Solving the Heilbronn Triangle Problem using Global Optimization Methods
Amirhossein Monji, Amirali Modir, Burak Kocuk
TL;DR
This work casts the Heilbronn triangle problem as a global-optimization challenge in the unit square and develops three formulations (two MIQCP and one QCP) to obtain certified optima using standard solvers. It introduces bound-tightening, symmetry-breaking, boundary-point constraints, and local packing strategies to dramatically prune the search space. The authors certify $H_9^*=0.0548767$ for nine points and report substantial improvements over the prior 31-day computation by Chen et al., while also obtaining strong lower bounds for $n=10$ under plausible structural assumptions. Collectively, the results demonstrate a viable, solver-based path to tight certificates for Heilbronn numbers and highlight directions for extending certification to larger instances. The work also provides a comprehensive framework for comparing formulations, solvers, and instance-specific enhancements in nonlinear combinatorial geometry problems.
Abstract
We study the Heilbronn triangle problem, which involves placing n points in the unit square such that the minimum area of any triangle formed by these points is maximized. A straightforward maximin formulation of this problem is highly non-linear and non-convex due to the existence of bilinear terms and absolute value equations.
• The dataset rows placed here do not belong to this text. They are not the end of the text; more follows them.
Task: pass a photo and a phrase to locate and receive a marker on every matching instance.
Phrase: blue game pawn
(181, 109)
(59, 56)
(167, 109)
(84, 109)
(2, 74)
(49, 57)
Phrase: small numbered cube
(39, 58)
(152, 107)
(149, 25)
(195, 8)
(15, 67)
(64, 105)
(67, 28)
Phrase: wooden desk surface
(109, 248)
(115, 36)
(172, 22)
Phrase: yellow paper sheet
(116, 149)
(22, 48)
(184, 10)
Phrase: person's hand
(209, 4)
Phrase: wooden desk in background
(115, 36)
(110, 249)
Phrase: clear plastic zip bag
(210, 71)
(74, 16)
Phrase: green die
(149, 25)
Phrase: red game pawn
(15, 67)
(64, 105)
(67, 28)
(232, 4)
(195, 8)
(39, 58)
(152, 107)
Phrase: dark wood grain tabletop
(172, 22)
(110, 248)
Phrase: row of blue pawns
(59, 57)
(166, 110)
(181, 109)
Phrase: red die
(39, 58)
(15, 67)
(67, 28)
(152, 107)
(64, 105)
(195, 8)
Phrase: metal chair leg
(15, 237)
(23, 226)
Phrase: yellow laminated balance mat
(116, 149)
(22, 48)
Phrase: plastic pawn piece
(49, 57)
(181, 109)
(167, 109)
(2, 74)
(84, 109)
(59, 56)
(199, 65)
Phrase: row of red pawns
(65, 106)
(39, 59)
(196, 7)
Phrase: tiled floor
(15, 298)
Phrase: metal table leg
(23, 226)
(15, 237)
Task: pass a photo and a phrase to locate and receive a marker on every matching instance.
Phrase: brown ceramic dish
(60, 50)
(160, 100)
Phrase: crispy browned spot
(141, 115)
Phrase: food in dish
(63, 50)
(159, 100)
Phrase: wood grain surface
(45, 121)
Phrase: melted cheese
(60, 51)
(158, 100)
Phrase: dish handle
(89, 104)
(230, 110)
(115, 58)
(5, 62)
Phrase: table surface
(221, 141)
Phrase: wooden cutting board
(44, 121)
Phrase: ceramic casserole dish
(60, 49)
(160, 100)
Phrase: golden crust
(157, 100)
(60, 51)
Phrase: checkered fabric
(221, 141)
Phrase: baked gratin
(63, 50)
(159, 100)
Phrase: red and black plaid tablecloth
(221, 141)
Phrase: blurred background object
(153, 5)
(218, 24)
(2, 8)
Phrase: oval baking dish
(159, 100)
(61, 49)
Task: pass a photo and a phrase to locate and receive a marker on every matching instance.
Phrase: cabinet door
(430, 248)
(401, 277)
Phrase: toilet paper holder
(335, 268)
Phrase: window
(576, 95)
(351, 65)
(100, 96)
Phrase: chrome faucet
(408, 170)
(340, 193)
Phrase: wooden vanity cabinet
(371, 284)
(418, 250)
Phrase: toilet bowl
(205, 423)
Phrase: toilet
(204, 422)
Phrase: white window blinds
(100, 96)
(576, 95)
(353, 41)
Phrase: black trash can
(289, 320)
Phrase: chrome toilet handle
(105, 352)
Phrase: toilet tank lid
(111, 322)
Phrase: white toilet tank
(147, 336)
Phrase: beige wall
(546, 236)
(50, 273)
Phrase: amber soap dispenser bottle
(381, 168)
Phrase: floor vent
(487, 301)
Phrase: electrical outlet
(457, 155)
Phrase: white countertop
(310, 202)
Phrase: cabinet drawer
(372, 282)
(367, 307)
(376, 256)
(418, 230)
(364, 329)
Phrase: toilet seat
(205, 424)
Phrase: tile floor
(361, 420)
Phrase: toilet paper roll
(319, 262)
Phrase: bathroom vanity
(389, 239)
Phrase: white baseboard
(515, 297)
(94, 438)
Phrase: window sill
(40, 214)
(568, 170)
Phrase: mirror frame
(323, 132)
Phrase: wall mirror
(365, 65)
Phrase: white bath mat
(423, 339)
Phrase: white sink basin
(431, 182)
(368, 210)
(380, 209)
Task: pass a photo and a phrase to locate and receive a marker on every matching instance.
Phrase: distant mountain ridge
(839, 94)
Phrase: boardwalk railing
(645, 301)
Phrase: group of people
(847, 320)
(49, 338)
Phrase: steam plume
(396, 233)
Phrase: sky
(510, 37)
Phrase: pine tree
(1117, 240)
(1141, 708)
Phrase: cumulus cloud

We propose two mixed-integer quadratically constrained programming (MIQCP) and one QCP formulation, which can be readily solved by any global optimization solver. We develop several formulation enhancements in the form of bound tightening and symmetry breaking inequalities that are prevalent in the global optimization literature in addition to other enhancements that exploit the problem structure. With the help of these enhancements, our models reproduce proven optimal values for instances up to n = 8 points with certified optimality in the order of seconds. In the case of n = 9 points, for which no analytical proof is known, we establish a certified optimal value by a computational effort of one day. This is a significant improvement over the previous benchmark established in 31 days of computations by Chen et al. (2017).